We are currently investigating connectivity issues with Cloud SQL instances. I will post an new update in 30 minutes.

Incident began at 2015-01-20 17:31 and ended at 2015-01-20 19:05 (all times are US/Pacific).

Date Time Description
22 Jan 2015 06:01 PST

SUMMARY: On Tuesday 20 January 2015, for a duration of 103 minutes, Google Compute Engine experienced an issue with outbound network connectivity to certain IP blocks which were used for other Google services. Compute Engine instances were not able to connect to IPs in the affected blocks, meaning that other Google services, including Cloud SQL and BigQuery, were unavailable to some Compute Engine users. We apologize for this disruption in connectivity, and are taking immediate steps to prevent its recurrence.

DETAILED DESCRIPTION OF IMPACT: On Tuesday 20 January 2015 from 17:27 to 19:10 PST, the Google Compute Engine routing layer dropped connections to 33% of Google IP blocks. Compute Engine instances were impacted if they attempted to connect to a Google service (including Cloud SQL and BigQuery) and were given an IP in one of the affected blocks by Google DNS servers. 21% of GCE instances, distributed across all Compute Engine zones, attempted connections to the affected blocks during the incident.

ROOT CAUSE: At 17:27 a configuration change previously initiated by Google engineers was rolled out to Google Compute Engine routers by an automated system. This change was intended to disable routing traffic to certain IP blocks, but due to a manual misconfiguration, the configured netblocks were too large, and included addresses used by Google services in production. Due to an unrelated process error, this configuration change was rolled out to the Compute Engine routing system before automated tests were run. Once the changes were rolled out, any traffic from a Compute Engine instance destined to Google services in the incorrectly labelled blocks would be erroneously dropped.

REMEDIATION AND PREVENTION: Automated network monitoring systems alerted Google engineers of the issue at 17:31. Google engineers identified incorrectly labeled netblocks as the root cause at 18:35, and began deploying a fix at 18:58. As the labels were corrected by the fix, the system began to recover; full recovery was complete at 19:10.

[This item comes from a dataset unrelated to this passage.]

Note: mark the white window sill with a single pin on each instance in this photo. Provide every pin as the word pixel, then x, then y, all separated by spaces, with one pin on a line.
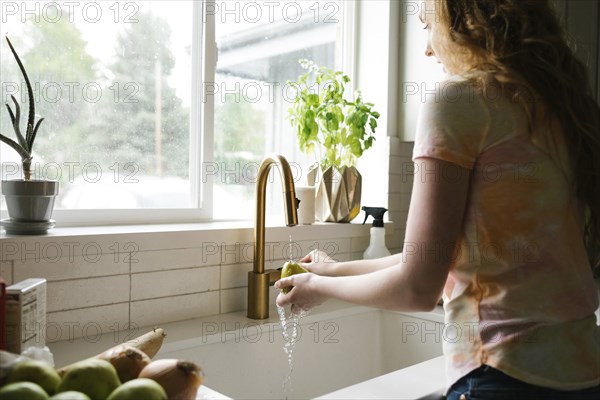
pixel 128 238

Google engineers are correcting the process used to push this network configuration to the Compute Engine routing system to utilize the existing automated tests. Additionally, the process to label netblocks will now include peer review, and the tool used to generate these changes is being improved to reduce the risk of errors. Finally, Google engineers are revising the process by which changes are rolled out to Compute Engine routing infrastructure to ensure changes are rolled out gradually across all zones.

20 Jan 2015 19:29 PST

The fix has been fully rolled out at Tuesday, 2015-01-20 07:13 PM US/Pacific time.

We apologize for any issues this may have caused to you or your users and thank you for your patience and continued support. Please rest assured that system reliability is a top priority at Google, and we are constantly working to improve the reliability of our systems.

20 Jan 2015 18:49 PST

We have identified the component causing the issue and a fix is being rolled out.